Mordverdächtiger tot in Zelle aufgefunden

Der Fall Luca Varani hat im März 2016 Schlagzeilen gemacht: Der 23-jährige Römer war tot in der Wohnung eines Studenten aufgefunden worden - ermordet. Nun hat sich einer der Verdächtigen kurz vor der Anhörung vor Gericht in seiner Zelle umgebracht.

Marco Prato, des Mordes an Luca Varani verdächtigt, hat sich in seiner Zelle umgebracht. - Foto: Facebook
Marco Prato, des Mordes an Luca Varani verdächtigt, hat sich in seiner Zelle umgebracht. - Foto: Facebook

Luca Varani war am 4. März 2016 bei einer Alkohol- und Kokainparty umgebracht worden. Man fand seine Leiche am nächsten Tag in der Wohnung des Studenten Manuel Foffo, nackt und mit Messerstichen übersät. Nur wenig später gestand Foffo den Mord: „Wir wollten jemanden töten, um zu sehen, wie es sich anfühlt, einen Menschen zu ermorden.“

Gemeint war neben Foffo auch Marco Prato (31). Dieser war bereits wegen Drogen vorbestraft. Die Polizei hatte Prato nach dem Mord in einem Hotel gefunden, wo er versucht hatte, sich mit Medikamenten das Leben zu nehmen. Ihm wurde der Magen ausgepumpt, anschließend wurde Prato verhaftet und in das Gefängnis in Velletri bei Rom gebracht.

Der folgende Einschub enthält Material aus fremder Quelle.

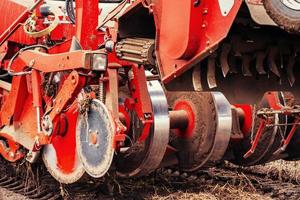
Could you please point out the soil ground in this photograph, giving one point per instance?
(277, 180)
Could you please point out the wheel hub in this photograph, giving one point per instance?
(95, 136)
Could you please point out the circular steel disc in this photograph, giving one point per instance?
(60, 157)
(95, 136)
(51, 163)
(143, 158)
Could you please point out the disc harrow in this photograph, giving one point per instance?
(144, 85)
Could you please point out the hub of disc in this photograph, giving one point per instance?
(95, 138)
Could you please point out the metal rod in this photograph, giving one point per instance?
(17, 23)
(38, 119)
(178, 119)
(5, 85)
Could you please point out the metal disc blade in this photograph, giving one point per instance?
(143, 158)
(60, 174)
(95, 136)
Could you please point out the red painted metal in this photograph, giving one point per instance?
(247, 117)
(10, 150)
(65, 146)
(87, 13)
(189, 130)
(258, 135)
(185, 39)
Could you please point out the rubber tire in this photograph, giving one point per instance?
(288, 19)
(193, 151)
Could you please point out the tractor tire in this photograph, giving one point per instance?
(284, 15)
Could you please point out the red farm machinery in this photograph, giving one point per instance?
(131, 86)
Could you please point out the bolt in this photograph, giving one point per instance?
(31, 63)
(11, 154)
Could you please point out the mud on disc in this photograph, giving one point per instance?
(95, 137)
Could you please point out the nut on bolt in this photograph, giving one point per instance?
(47, 125)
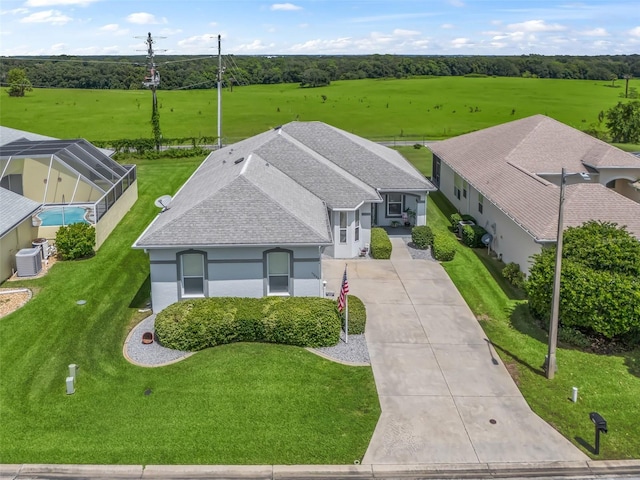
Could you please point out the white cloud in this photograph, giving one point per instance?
(535, 26)
(287, 7)
(399, 32)
(52, 3)
(15, 11)
(461, 42)
(596, 32)
(112, 27)
(143, 18)
(54, 17)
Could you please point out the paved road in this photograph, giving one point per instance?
(446, 397)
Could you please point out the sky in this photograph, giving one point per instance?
(320, 27)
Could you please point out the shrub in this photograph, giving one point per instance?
(196, 324)
(75, 241)
(422, 236)
(600, 286)
(380, 244)
(513, 274)
(357, 316)
(472, 235)
(444, 247)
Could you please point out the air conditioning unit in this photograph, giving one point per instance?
(29, 262)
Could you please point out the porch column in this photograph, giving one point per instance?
(421, 210)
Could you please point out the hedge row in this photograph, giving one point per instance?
(422, 236)
(380, 244)
(472, 236)
(196, 324)
(444, 247)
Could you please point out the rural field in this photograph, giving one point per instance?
(417, 108)
(242, 403)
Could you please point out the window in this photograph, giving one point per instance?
(278, 273)
(192, 265)
(394, 205)
(457, 185)
(343, 227)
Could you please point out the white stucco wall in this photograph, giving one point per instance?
(510, 242)
(235, 272)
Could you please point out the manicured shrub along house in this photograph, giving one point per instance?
(257, 216)
(508, 178)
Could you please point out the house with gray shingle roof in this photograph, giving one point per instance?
(508, 178)
(256, 217)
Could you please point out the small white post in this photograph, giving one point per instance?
(70, 387)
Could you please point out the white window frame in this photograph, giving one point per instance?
(395, 202)
(457, 184)
(343, 227)
(288, 274)
(183, 291)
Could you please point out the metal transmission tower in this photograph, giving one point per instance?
(152, 81)
(220, 72)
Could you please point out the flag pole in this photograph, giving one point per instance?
(346, 313)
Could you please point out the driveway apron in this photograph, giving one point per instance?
(445, 395)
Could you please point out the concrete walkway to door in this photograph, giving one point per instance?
(446, 396)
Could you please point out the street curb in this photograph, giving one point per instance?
(588, 469)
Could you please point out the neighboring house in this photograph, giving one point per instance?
(257, 216)
(508, 178)
(69, 180)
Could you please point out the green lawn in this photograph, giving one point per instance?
(609, 385)
(236, 404)
(417, 108)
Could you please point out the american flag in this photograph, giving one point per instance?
(343, 291)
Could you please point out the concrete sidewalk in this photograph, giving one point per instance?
(446, 396)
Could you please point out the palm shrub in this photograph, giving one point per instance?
(380, 244)
(75, 241)
(422, 236)
(444, 247)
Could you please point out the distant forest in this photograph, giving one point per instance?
(190, 72)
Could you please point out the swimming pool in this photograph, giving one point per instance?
(57, 216)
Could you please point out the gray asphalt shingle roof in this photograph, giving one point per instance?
(504, 164)
(280, 192)
(14, 209)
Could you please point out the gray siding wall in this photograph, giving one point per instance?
(232, 272)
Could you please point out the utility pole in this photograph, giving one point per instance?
(220, 72)
(152, 81)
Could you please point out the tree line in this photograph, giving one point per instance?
(189, 72)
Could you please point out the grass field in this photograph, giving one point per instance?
(608, 384)
(419, 108)
(236, 404)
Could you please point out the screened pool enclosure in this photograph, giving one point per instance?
(72, 180)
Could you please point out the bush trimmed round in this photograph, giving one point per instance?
(192, 325)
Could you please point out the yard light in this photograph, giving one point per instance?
(550, 364)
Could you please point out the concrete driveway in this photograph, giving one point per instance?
(446, 396)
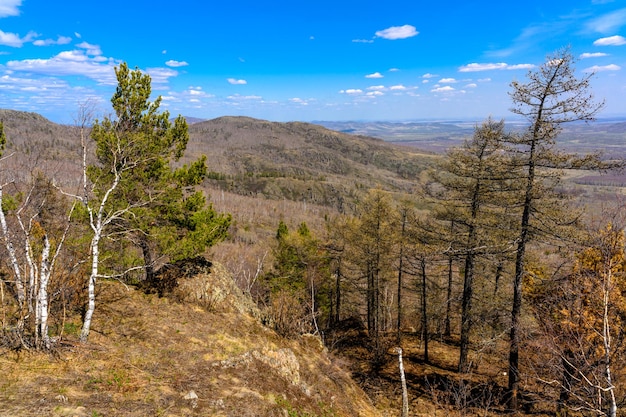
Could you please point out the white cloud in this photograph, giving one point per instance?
(14, 40)
(611, 41)
(352, 91)
(9, 7)
(474, 67)
(601, 68)
(176, 64)
(61, 40)
(482, 67)
(161, 75)
(65, 63)
(609, 22)
(90, 49)
(592, 55)
(300, 101)
(397, 32)
(446, 89)
(520, 66)
(240, 97)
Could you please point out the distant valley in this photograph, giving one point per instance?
(608, 135)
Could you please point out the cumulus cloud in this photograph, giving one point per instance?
(176, 64)
(14, 40)
(445, 89)
(161, 75)
(475, 67)
(611, 41)
(90, 49)
(65, 63)
(240, 97)
(10, 7)
(592, 55)
(601, 68)
(300, 101)
(196, 92)
(61, 40)
(397, 32)
(352, 91)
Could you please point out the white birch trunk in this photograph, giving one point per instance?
(606, 337)
(405, 395)
(91, 287)
(42, 294)
(19, 285)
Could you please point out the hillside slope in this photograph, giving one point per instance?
(301, 161)
(198, 351)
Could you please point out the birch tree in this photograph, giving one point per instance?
(33, 238)
(132, 178)
(582, 315)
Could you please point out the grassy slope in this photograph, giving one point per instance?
(147, 353)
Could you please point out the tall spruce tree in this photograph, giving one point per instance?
(475, 185)
(134, 193)
(551, 96)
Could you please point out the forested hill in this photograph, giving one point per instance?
(301, 161)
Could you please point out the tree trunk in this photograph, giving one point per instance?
(147, 258)
(466, 312)
(405, 396)
(424, 311)
(400, 266)
(91, 288)
(447, 330)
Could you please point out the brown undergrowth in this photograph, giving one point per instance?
(156, 356)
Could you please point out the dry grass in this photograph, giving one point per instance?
(150, 356)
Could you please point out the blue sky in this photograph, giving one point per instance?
(304, 60)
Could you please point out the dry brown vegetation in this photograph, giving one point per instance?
(148, 354)
(152, 355)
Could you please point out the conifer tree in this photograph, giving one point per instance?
(475, 184)
(133, 192)
(551, 96)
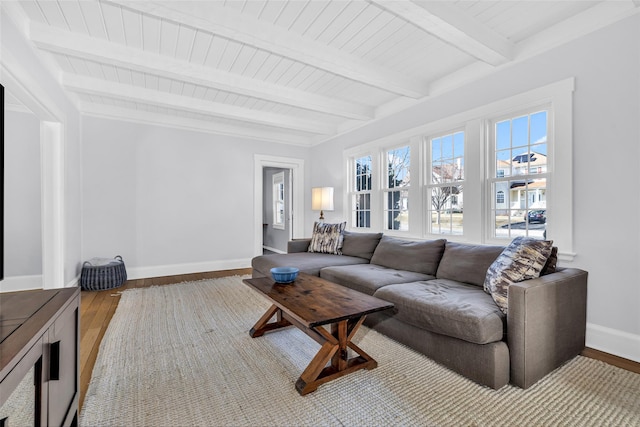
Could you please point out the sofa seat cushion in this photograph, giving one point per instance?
(307, 262)
(447, 307)
(368, 278)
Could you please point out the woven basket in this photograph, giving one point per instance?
(103, 273)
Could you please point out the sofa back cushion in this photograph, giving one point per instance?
(418, 256)
(467, 263)
(361, 245)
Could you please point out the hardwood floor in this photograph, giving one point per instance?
(97, 309)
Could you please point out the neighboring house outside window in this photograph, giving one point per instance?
(362, 193)
(519, 184)
(396, 193)
(445, 183)
(500, 153)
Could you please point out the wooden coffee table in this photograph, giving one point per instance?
(309, 303)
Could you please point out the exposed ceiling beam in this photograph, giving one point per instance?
(454, 27)
(137, 116)
(102, 51)
(233, 26)
(92, 86)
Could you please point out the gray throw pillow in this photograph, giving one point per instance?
(420, 256)
(327, 238)
(523, 259)
(361, 245)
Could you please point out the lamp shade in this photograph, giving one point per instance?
(322, 198)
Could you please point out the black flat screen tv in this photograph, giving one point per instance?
(2, 184)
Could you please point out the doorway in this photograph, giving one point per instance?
(277, 213)
(294, 169)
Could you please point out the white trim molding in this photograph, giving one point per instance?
(190, 268)
(27, 90)
(613, 341)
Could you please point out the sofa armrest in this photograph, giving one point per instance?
(546, 323)
(298, 245)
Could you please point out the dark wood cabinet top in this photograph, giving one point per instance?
(24, 316)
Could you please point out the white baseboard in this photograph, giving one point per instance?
(21, 283)
(278, 251)
(176, 269)
(613, 341)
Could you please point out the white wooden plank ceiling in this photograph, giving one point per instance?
(293, 71)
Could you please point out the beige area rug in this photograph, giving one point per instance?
(181, 355)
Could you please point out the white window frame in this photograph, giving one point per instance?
(477, 194)
(492, 172)
(429, 184)
(355, 193)
(385, 189)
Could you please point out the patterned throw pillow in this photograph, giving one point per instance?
(327, 238)
(523, 259)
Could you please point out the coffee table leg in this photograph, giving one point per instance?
(335, 349)
(263, 326)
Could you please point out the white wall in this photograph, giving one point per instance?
(34, 84)
(22, 220)
(170, 201)
(606, 147)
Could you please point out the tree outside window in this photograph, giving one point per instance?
(445, 186)
(397, 191)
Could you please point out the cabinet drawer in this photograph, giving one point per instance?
(61, 375)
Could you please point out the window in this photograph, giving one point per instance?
(512, 157)
(520, 150)
(362, 193)
(396, 197)
(278, 201)
(445, 183)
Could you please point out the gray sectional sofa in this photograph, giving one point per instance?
(442, 310)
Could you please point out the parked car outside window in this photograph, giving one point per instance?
(539, 216)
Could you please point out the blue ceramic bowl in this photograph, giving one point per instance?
(284, 274)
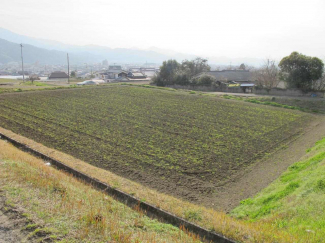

Abschiedsbrief: „Lügen über mich verbreitet“

Am morgigen Mittwoch hätte die Anhörung Pratos vor Gericht stattgefunden. Bei einem Kontrollgang entdeckten die Gefängniswärter jedoch den Leichnam Pratos: Er hatte sich mit einer Plastiktüte erstickt. Sein Zellengenosse will von dem Selbstmord nichts bemerkt haben, weil er geschlafen habe, berichtet die italienische Nachrichtenagentur Ansa.

Manuel Foffo war bereits in einem verkürzten Verfahren zu 30 Jahren Haft wegen Mordes verurteilt worden. Prato hingegen hatte ein normales Verfahren verlangt.

In einem Abschiedsbrief rechtfertigte Prato seinen Suizid: Er habe sich wegen der von den Medien verbreiteten Lügen und der damit verbundenen öffentlichen Aufmerksamkeit umgebracht, so der 31-Jährige in seinen letzten Worten.